Orlando est un jeune noble anglais ;
lorsqu'il rencontre la reine Élisabeth, elle décide de l'emmener à sa
cour de Greenwich et, jusqu'à la mort de la reine, la vie d'Orlando est
celle de son courtisan favori ; par la suite il reste à la cour de son
successeur Jacques Ier. Pendant le Grand Gel de 1608, Orlando tombe
amoureux de Sasha, fille de l'ambassadeur de Russie, qui l'abandonnera.
Revenu dans sa demeure natale, Orlando fait l'étrange expérience de
s'endormir pendant une semaine, à la suite de quoi il décide de partir
comme ambassadeur en Orient. Là, il refait la même expérience d'un
sommeil d'une semaine mais cette fois il se réveille femme.
Sally
Potter signe une belle et flamboyante adaptation du classique de
Virginia Woolf dont elle respecte en tout point l'esprit. Orlando
est une des œuvres les plus accessibles de Virginia Woolf où cette
dernière mêlait son style sophistiqué et introspectif à une vraie
odyssée picaresque, romanesque et ironique dans laquelle l'auteur
faisait avec son héros androgyne le portrait idéalisé de la poétesse
Vita Sackville-West avec laquelle elle entretint une liaison passionnée.

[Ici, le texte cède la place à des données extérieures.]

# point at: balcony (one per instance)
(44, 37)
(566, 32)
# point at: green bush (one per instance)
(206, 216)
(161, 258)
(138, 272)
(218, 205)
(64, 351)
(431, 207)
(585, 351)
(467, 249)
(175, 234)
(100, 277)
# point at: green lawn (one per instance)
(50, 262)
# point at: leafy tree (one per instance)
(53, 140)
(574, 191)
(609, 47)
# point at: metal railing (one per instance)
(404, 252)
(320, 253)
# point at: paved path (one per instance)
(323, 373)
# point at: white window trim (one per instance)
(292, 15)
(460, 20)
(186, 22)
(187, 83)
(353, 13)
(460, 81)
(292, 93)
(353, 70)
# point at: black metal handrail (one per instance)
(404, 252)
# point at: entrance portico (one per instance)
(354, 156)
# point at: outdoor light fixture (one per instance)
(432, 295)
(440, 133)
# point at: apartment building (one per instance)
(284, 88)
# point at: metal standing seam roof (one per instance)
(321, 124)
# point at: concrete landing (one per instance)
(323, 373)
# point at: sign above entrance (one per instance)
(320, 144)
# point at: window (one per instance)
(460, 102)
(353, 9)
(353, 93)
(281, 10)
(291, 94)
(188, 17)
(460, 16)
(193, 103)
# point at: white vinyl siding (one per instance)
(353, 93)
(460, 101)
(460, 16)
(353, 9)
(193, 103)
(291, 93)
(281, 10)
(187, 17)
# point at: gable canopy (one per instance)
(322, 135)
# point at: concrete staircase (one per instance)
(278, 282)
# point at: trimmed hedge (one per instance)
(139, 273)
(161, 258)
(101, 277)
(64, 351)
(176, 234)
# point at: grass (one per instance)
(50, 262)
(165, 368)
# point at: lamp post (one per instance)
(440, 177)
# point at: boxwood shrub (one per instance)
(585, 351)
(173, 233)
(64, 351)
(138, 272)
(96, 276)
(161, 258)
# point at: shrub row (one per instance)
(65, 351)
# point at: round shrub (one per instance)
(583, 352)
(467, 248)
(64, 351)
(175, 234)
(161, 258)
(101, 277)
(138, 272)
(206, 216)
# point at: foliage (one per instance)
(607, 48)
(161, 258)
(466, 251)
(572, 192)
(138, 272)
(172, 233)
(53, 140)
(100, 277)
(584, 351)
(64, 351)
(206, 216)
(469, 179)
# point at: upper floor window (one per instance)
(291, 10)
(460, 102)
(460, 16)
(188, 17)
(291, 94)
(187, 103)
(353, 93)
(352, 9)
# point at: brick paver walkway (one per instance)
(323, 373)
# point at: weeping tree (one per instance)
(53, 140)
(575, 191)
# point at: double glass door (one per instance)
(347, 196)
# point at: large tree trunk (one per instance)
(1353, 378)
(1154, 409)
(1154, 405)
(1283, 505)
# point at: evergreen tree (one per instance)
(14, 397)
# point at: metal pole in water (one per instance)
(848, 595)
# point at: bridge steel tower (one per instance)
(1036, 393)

Sally Potter reprend cette idée à travers une vision toute personnelle
et originale rendant le film tout aussi inclassable que le roman.
La
question androgyne et de la confusion des sexes est présente d'emblée
en donnant à Orlando les traits à la fois durs et paisible de Tilda
Swinton qui sait si bien allier allure masculine et sensibilité féminine
durant la première partie. Virginia Wolf n'amenait la question que
progressivement notamment en faisant tomber Orlando sous le charme de la
belle russe Sasha (ici jouée par Charlotte Valandrey) sans qu'au départ
il puisse distinguer si elle était un homme ou une femme.
Sally Potter
amène cette dimension immédiatement avec cette ouverture en 1600 où
l'insouciance juvénile séduit la vieillissante reine Elisabeth qui rêve
de ne jamais voir l'attrait de cet ange souillé par les outrages du
temps. Féru de poésie et rêvant d'amour passionnées, Orlando traversera
ainsi les siècles en demeurant un(e) adolescent(e) refusant de grandir
et dont chaque confrontation avec la cruauté du monde des adultes sera
source de transformations morale puis physiques.
Chaque aventure et
expérience sera source de déception et de saut dans le temps que Sally
Potter manie avec un sens de l'ellipse tout aussi brillant que dans le
livre même si nous perdant moins ouvertement que ne le faisait Virginia
Woolf où la description nous faisait progressivement comprendre que l'on
avait basculé dans une autre époque.
La réalisatrice dessine
des tableaux somptueux pour chacune des "épreuves" traversées exploitant
au mieux un budget que l'on devine restreint et qui force à une
narration elliptique et théâtrale bienvenue. On est ainsi charmé par le
marivaudage entre Orlando et Sasha, où la fourberie de cette dernière
contredit la pureté de l'environnement blanc et immaculé dans ce Londres
du Grand Gel de 1608.
Sally Potter soumet ainsi totalement
l'environnement aux états d'âmes d'Orlando (alors que c'était clairement
l'inverse dans le livre où les mutations culturelles/climatiques
influaient sur sa personnalité) avec ici la glace se brisant
simultanément au dépit d'Orlando trahi par Sasha n'étant pas venu aux
rendez-vous pour leur fuite commune.
Si Sally Potter respecte
parfaitement l'humour mordant de Virginia Woolf lors de la déconvenue
des aspirations littéraires raillées d’Orlando, elle s'appropriera avec
brio le matériau originel lorsque notre héros tentera une carrière
d'ambassadeur en Orient. L'épisode était assez confus à l'écrit et là la
réalisatrice dans une imagerie luxuriante et dépaysante nous guide vers
une attachante vision de lien entre les peuples où Orlando nouera une
amitié (teinté d'ambiguïté comme toujours avec le Khan (Lothaire
Bluteau).
Pourtant, Orlando faillira à nouveau quand ce lien en
appellera aux armes et une violence du monde des hommes à laquelle il ne
peut souscrire pour subir là sa plus grande métamorphose et devenir une
femme. La scène de réveil sous ce nouveau sexe est une merveille de
sensualité et d'onirisme, laissant progressivement deviner le changement
sous une lumière immaculée avant qu'Orlando n'observe son corps nu dans
un miroir et lâche cette phrase symbole : Same person. No difference at all... just a different sex.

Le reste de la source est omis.